See all of the money I allocated in a searchable format at BenKallos.com/Budget/Results/2015
I funded a million dollars worth of STEM education, because science, engineering, technology and math skills build the jobs of the future and help students of all genders grow. By prioritizing laptops and other technology students need, we invest in our children's future.
The recently passed budget creates more opportunities and benefits all New Yorkers. In addition to the much-needed funding for the East River Esplanade, the budget includes:
- $6.25 million for free lunch for all middle schoolers;
- $11.1 million in merit-based scholarships for CUNY;
- $17.5 million for youth summer jobs and programs to reduce the opportunity gap; and
- $17 million for NYCHA senior and community centers.
Back in January, many of you came out for my inauguration ceremony. This was a celebration of our community, featuring talented groups such as Dances Patrelle, Asphalt GreenWave Gymnastics Team, The 92Y Gym Stars, pianist Roy Eaton, Talented Unlimited High School, and our readers, Elspeth Reimann of Stanley Isaacs Senior Center, Jim Bates of the Roosevelt Island Disabled Association, Bike NYC,CIVITAS, Defenders of the Historic Upper East Side, Friends of the Upper East Side Historic Districts, Historic Districts Council, Lenox Hill Neighborhood House, The Municipal Art Society of New York and the New York Junior Tennis League. I was honored to have the presence of so many revered officials, including Senator Schumer, Attorney General Schneiderman, State Comptroller DiNapoli, City Council Speaker Mark-Viverito, Congress Member Maloney, City Comptroller Stringer, Public Advocate James, State Senator Krueger, Manhattan Borough President Brewer, Council Member Garodnick, Former Public Advocate Mark Green, Former Council Member Lappin, Former New York State Assembly Member Bing and Founder of New Roosevelt Bill Samuels.

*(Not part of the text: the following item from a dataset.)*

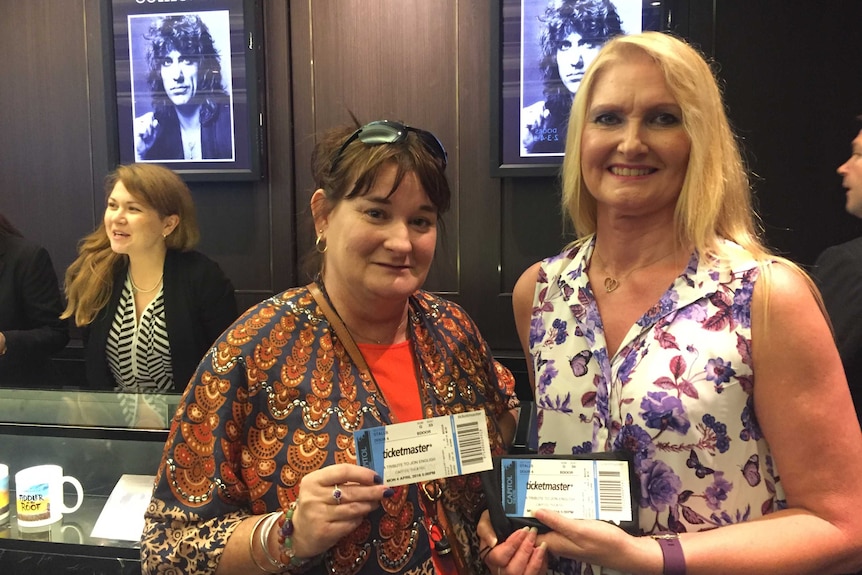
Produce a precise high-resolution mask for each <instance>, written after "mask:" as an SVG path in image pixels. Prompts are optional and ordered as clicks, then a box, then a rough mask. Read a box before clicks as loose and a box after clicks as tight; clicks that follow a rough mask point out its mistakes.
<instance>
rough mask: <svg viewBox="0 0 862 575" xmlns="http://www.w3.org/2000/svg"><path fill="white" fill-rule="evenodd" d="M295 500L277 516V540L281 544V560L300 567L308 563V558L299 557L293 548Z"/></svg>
mask: <svg viewBox="0 0 862 575" xmlns="http://www.w3.org/2000/svg"><path fill="white" fill-rule="evenodd" d="M296 506H297V502H296V501H294V502H292V503H291V504H290V506H289V507H288V508H287V511H285V512H284V513H282V514H281V517H279V518H278V542H279V543H280V544H281V556H280V559H281V562H282V563H285V564H289V565H292V566H294V567H300V566H302V565H304V564H306V563H308V561H309V559H300V558H298V557H297V556H296V552H295V551H294V550H293V530H294V526H293V514H294V512H295V511H296Z"/></svg>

The inauguration ceremony was a celebration of our community -- the community I grew up in and have the honor to represent. Over the past six months, I have been striving to make our city a better place to live and opened my office to you, so you can participate and shape local government. This City Council office now belongs to you, and through our partnership, I hope we can accomplish great things for our district and city.